Mourão: Brasil deve se manter neutro caso eleições americanas parem na Justiça

Segundo o vice-presidente, o país não deve interferir em questões internas dos Estados Unidos. Declaração vai contra afirmações do presidente Jair Bolsonaro, que manifestou apoio a Donald Trump.

O vice-presidente da República, Hamilton Mourão, declarou, nesta terça-feira (3/11), dia da eleição presidencial nos Estados Unidos, que o Brasil deve se manter distante do pleito no caso de a disputa pela Casa Branca ser judicializada.

No último fim de semana, o presidente norte-americano, Donald Trump, ameaçou dar início a uma batalha judicial para contestar o resultado do pleito por não concordar com decisão da Suprema Corte, segundo a qual os votos enviados pelo correio podem ser apurados depois do dia da eleição.

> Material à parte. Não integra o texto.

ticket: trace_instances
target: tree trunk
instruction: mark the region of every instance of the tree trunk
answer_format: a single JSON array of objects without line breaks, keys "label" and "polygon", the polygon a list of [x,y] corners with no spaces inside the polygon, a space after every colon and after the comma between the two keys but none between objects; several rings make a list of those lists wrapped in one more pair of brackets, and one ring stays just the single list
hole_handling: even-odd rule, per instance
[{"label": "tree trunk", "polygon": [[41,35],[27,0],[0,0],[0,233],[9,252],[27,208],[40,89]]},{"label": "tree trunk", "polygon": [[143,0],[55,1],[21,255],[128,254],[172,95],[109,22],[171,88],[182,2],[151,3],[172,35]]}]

De acordo com Mourão, se a eleição virar caso de Justiça, o Brasil tem de manter uma posição neutra. "Não temos nada a ver com as questões internas americanas. Isso é princípio constitucional nosso. A gente não admite ingerência nos nossos assuntos internos e também não fazemos nos assuntos internos dos outros", opinou o general, ao falar com jornalistas, no Palácio do Planalto.

O vice-presidente disse ainda que o Brasil deve manter o relacionamento com os Estados Unidos independentemente do resultado das urnas. Pesquisas norte-americanas que analisam as intenções de voto colocam Joe Biden à frente de Donald Trump.

"O relacionamento do Brasil com os Estados Unidos é um relacionamento de Estado para Estado, independentemente do governo que estiver lá. Claro que cada governo tem suas prioridades, tem suas características pontuais, mas, no conjunto da obra, nós vamos continuar com as mesmas ligações", afirmou.

A declaração dele vai contra os posicionamentos do presidente Jair Bolsonaro, que já declarou torcida por Trump em diversas oportunidades. Na manhã desta terça-feira, inclusive, Bolsonaro publicou um texto nas redes sociais em que alerta para o risco de as eleições americanas serem alvo de ingerências externas. Na publicação, ele diz que o mesmo tipo de interferência pode acontecer no Brasil em 2022.

Sobre o apoio de Bolsonaro a Trump, Mourão comentou que "isso é bobagem" e uma "opinião pessoal dele". Contudo, reconheceu, logo depois, que o posicionamento do mandatário é o que deve ser seguido por todo o governo. "Se bem que quando o presidente fala, ele fala por todos do governo", analisou.